So I set the bar: a working transformer, trainable from scratch in a browser tab, with no autograd anywhere in the WASM and WebGPU paths. Every layer something I’d written, derived, and tested.

Architecture

The same model exists at three levels, in build order:

python_ref/ — a PyTorch reference: model, training loop, sampler, LoRA, evaluation. ~200 lines of clear code; the source of truth everything else is compared against.
wasm/ — the same model in C++, with every backward pass derived and written by hand. There is no autograd. Compiled to WebAssembly with Emscripten; built twice — scalar and -msimd128 for SIMD autovectorization.
webgpu/ — full forward, backward, and AdamW on the GPU in WGSL. Tensors stay resident in GPU buffers between ops; a buffer pool reuses them across steps; an entire training step records into one command submission.

A browser app picks a backend (WASM or WebGPU), trains in a Web Worker so the page never freezes, samples from the model, and checkpoints to OPFS so a run survives a refresh.

Engineering decisions

The principle throughout: every layer had to be testable before it was trusted.

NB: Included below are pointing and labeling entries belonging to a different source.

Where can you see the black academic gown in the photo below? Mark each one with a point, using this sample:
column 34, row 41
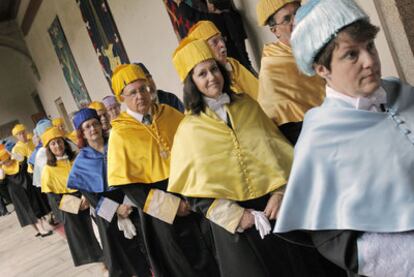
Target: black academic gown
column 179, row 249
column 123, row 257
column 83, row 245
column 27, row 206
column 247, row 254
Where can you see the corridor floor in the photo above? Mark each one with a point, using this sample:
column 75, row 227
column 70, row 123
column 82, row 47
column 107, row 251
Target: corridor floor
column 23, row 254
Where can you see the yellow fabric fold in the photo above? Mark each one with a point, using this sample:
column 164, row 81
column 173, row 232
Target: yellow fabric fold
column 226, row 214
column 211, row 160
column 242, row 80
column 73, row 136
column 11, row 169
column 54, row 178
column 23, row 149
column 162, row 205
column 135, row 154
column 285, row 94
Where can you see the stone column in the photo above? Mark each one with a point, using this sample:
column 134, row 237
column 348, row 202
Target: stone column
column 397, row 17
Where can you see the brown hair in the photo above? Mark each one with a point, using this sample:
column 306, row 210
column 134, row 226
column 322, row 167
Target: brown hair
column 361, row 30
column 193, row 98
column 51, row 158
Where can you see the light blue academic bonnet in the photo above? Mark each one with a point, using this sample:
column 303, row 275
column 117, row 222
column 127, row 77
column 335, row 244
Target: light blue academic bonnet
column 316, row 23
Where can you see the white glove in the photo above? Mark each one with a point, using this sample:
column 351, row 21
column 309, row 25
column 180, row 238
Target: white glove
column 125, row 225
column 262, row 223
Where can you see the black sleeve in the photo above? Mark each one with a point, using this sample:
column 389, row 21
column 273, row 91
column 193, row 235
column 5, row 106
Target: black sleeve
column 93, row 198
column 291, row 131
column 339, row 246
column 200, row 205
column 137, row 193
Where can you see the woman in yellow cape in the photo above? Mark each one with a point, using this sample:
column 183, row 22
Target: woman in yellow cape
column 14, row 176
column 67, row 203
column 232, row 164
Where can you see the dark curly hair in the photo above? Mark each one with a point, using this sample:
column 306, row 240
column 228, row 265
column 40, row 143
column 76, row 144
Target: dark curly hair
column 51, row 158
column 361, row 30
column 193, row 98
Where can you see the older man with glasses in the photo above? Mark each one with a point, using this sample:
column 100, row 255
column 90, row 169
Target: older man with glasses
column 139, row 151
column 284, row 93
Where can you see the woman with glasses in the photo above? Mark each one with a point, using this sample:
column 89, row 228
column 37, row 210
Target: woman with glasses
column 74, row 208
column 122, row 253
column 284, row 93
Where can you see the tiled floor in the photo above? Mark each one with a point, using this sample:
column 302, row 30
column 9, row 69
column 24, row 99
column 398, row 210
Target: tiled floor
column 23, row 254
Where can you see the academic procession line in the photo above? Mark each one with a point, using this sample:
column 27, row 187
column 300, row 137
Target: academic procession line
column 305, row 171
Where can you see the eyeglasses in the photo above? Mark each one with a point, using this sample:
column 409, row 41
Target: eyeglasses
column 287, row 19
column 141, row 90
column 89, row 126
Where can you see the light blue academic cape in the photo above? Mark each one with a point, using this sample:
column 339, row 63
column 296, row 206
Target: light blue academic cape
column 354, row 169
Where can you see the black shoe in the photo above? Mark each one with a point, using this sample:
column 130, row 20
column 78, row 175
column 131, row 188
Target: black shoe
column 46, row 234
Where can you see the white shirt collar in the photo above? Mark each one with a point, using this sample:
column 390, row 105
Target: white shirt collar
column 136, row 115
column 378, row 97
column 217, row 105
column 64, row 157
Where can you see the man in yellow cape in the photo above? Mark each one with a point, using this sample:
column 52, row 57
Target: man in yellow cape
column 285, row 94
column 242, row 80
column 139, row 150
column 60, row 123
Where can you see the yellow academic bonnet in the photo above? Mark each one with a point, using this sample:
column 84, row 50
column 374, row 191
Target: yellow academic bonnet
column 266, row 8
column 57, row 122
column 203, row 30
column 123, row 75
column 4, row 155
column 50, row 134
column 97, row 106
column 188, row 54
column 18, row 128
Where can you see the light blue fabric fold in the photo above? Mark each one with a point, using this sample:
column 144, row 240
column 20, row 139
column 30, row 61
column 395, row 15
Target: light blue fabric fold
column 89, row 171
column 353, row 169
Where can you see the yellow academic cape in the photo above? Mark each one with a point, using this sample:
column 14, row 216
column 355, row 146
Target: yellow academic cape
column 25, row 150
column 242, row 80
column 138, row 153
column 55, row 178
column 285, row 94
column 211, row 160
column 12, row 169
column 72, row 136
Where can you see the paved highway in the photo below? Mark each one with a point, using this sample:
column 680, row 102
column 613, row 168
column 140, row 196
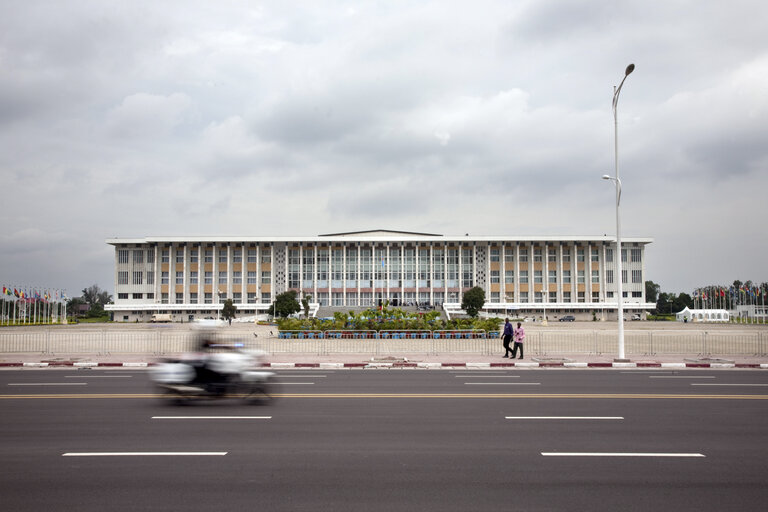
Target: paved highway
column 390, row 440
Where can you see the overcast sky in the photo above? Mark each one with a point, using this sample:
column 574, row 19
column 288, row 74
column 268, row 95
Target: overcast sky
column 145, row 118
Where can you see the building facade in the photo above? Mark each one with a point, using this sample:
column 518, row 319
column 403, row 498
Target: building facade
column 190, row 278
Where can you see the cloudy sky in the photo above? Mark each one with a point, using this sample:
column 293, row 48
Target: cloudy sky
column 145, row 118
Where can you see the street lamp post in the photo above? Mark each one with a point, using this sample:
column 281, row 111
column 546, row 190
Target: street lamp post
column 617, row 182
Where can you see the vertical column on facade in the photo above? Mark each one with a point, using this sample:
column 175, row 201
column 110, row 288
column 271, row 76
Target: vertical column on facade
column 314, row 272
column 215, row 274
column 387, row 272
column 402, row 273
column 559, row 263
column 461, row 271
column 445, row 272
column 431, row 274
column 343, row 274
column 243, row 273
column 157, row 276
column 185, row 269
column 358, row 273
column 516, row 283
column 574, row 271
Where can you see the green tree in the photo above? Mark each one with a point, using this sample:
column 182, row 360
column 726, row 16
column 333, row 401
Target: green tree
column 229, row 310
column 652, row 291
column 473, row 301
column 95, row 295
column 285, row 304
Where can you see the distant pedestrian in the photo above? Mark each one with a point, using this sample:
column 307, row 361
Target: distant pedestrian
column 507, row 336
column 519, row 338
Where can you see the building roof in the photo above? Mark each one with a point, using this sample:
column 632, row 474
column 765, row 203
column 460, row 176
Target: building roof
column 376, row 236
column 381, row 232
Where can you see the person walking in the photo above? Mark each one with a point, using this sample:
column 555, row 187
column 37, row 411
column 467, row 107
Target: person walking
column 507, row 336
column 519, row 336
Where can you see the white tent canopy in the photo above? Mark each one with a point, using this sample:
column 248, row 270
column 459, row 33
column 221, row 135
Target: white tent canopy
column 703, row 315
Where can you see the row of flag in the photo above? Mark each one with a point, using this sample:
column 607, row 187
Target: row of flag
column 715, row 292
column 31, row 295
column 728, row 297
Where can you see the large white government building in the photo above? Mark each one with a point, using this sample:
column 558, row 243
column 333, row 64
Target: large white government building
column 191, row 277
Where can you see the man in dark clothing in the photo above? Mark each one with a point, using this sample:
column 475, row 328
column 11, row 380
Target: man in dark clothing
column 507, row 336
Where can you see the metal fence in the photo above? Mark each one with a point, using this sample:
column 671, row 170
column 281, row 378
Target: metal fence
column 537, row 343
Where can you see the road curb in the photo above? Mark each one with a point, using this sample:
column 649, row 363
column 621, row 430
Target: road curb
column 432, row 366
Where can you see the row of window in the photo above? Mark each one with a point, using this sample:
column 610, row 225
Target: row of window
column 551, row 254
column 395, row 282
column 178, row 298
column 237, row 277
column 141, row 255
column 538, row 276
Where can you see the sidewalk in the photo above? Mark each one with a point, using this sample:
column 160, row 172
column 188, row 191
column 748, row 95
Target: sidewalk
column 456, row 360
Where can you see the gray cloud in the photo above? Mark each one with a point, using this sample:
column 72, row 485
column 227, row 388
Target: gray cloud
column 190, row 118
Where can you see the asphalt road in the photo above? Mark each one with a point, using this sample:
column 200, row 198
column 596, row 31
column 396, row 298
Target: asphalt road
column 372, row 440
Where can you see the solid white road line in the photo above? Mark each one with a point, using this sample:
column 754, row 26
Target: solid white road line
column 609, row 454
column 708, row 384
column 295, row 375
column 502, row 383
column 467, row 373
column 48, row 384
column 98, row 376
column 211, row 417
column 564, row 417
column 139, row 454
column 681, row 377
column 487, row 376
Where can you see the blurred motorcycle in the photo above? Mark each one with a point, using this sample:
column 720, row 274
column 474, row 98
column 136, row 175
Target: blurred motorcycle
column 217, row 371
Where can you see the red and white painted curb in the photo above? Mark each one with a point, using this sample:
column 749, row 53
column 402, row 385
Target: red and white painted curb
column 406, row 364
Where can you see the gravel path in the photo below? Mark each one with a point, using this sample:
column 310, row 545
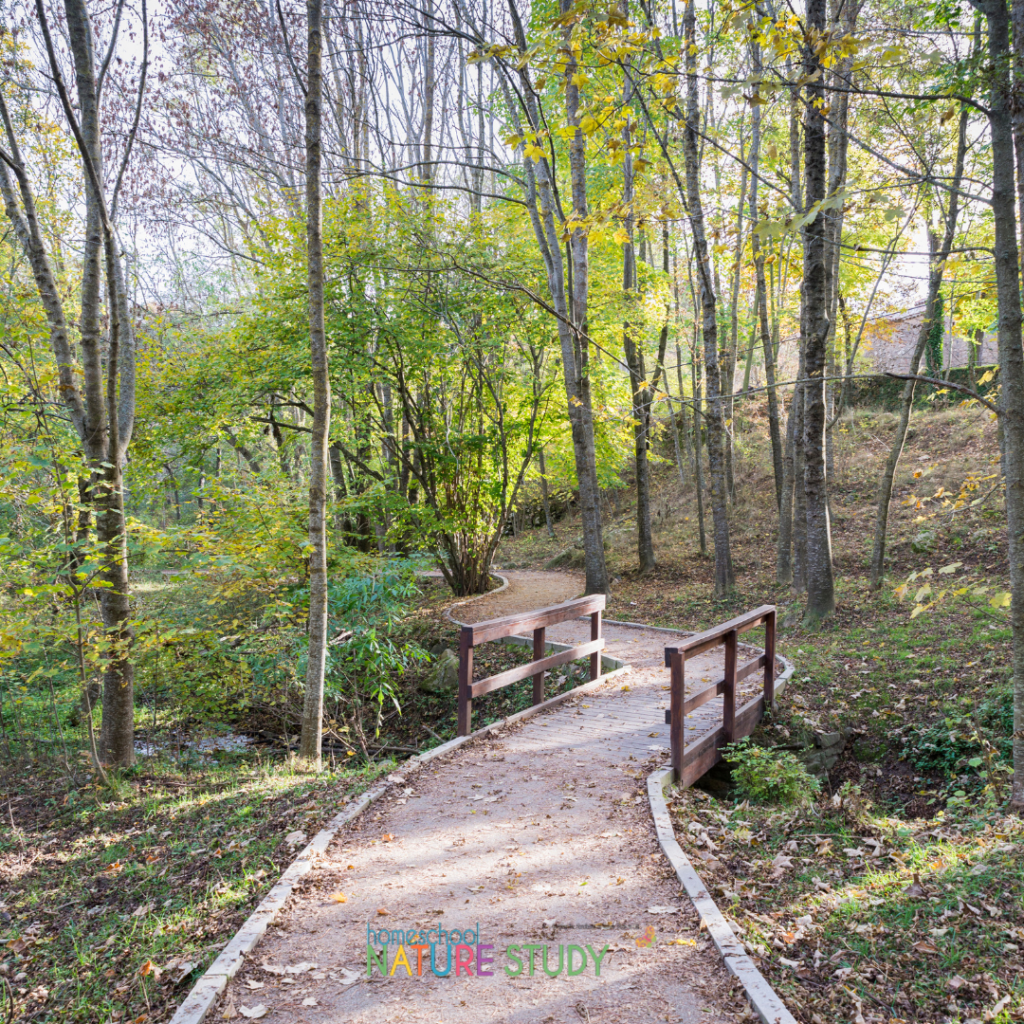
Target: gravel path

Each kernel has a finite-difference gradient check against a reference implementation; each model has an “overfit gate” — train on a single batch, the cross-entropy loss must collapse to near-zero or the build doesn’t ship. That one property is what made writing a hand-derived WebGPU backward pass tractable. Bugs were caught at the layer they lived in, not three layers later as a mystery in the loss curve.

The three implementations were built in that order on purpose: the PyTorch reference exists so the C++ has something to be wrong against; the C++ overfit gate exists so the WebGPU does too. Each level pins the next. The WebGPU training port itself went in as six staged pull requests — GPU tensors and matmul, the elementwise ops, attention, embeddings + cross-entropy + AdamW, the orchestrator, the app integration — each parity-checked against WASM before the next began. When everything is verifiable, the diffs stay small and the bugs stay local.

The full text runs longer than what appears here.